On 1/31/19 5:18 PM, Andreas Gruenbacher wrote:
Hi Ross,
On Thu, 31 Jan 2019 at 11:56, Ross Lagerwall <ross.lagerw...@citrix.com> wrote:
Each gfs2_bufdata stores a reference to a glock but the reference count
isn't incremented. This causes an occasional use-after-free of the
glock. Fix by taking a reference on the glock during allocation and
dropping it when freeing.
Found by KASAN:
BUG: KASAN: use-after-free in revoke_lo_after_commit+0x8e/0xe0 [gfs2]
Write of size 4 at addr ffff88801aff6134 by task kworker/0:2H/20371
CPU: 0 PID: 20371 Comm: kworker/0:2H Tainted: G O 4.19.0+0 #1
Hardware name: Dell Inc. PowerEdge R805/0D456H, BIOS 4.2.1 04/14/2010
Workqueue: glock_workqueue glock_work_func [gfs2]
Call Trace:
dump_stack+0x71/0xab
print_address_description+0x6a/0x270
kasan_report+0x258/0x380
? revoke_lo_after_commit+0x8e/0xe0 [gfs2]
revoke_lo_after_commit+0x8e/0xe0 [gfs2]
gfs2_log_flush+0x511/0xa70 [gfs2]
? gfs2_log_shutdown+0x1f0/0x1f0 [gfs2]
? __brelse+0x48/0x50
? gfs2_log_commit+0x4de/0x6e0 [gfs2]
? gfs2_trans_end+0x18d/0x340 [gfs2]
gfs2_ail_empty_gl+0x1ab/0x1c0 [gfs2]
? inode_go_dump+0xe0/0xe0 [gfs2]
? inode_go_sync+0xe4/0x220 [gfs2]
inode_go_sync+0xe4/0x220 [gfs2]
do_xmote+0x12b/0x290 [gfs2]
glock_work_func+0x6f/0x160 [gfs2]
process_one_work+0x461/0x790
worker_thread+0x69/0x6b0
? process_one_work+0x790/0x790
kthread+0x1ae/0x1d0
? kthread_create_worker_on_cpu+0xc0/0xc0
ret_from_fork+0x22/0x40
thanks for tracking this down, very interesting.

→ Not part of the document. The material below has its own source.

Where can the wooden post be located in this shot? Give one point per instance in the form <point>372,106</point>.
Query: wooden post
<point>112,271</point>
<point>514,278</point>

The consistency model here is that every buffer head that a struct
gfs2_bufdata object is attached to is protected by a glock. Before a
glock can be released, all the buffers under that glock have to be
flushed out and released; this is what allows another node to access
the same on-disk location without causing inconsistencies. When there
is a bufdata object that points to a glock that has already been
freed, this consistency model is broken. Taking an additional refcount
as this patch does may make the use-after-free go away, but it doesn't
fix the underlying problem. So I think we'll need a different fix
here.
Did you observe this problem in a real-world scenario, or with KASAN
only? It might be that we're looking at a small race that is unlikely
to trigger in the field. In any case, I think we need to understand
better what't actually going on.
I finally got time to look into this further. The following is what
happens as far as I can tell though my understanding is a bit limited at
this point:
1. A file is opened, truncated and closed which results in a metadata
write so a gfs2_bufdata object is created and associated with the inode
glock.
2. The gfs2_bufdata is written out and placed on an AIL list.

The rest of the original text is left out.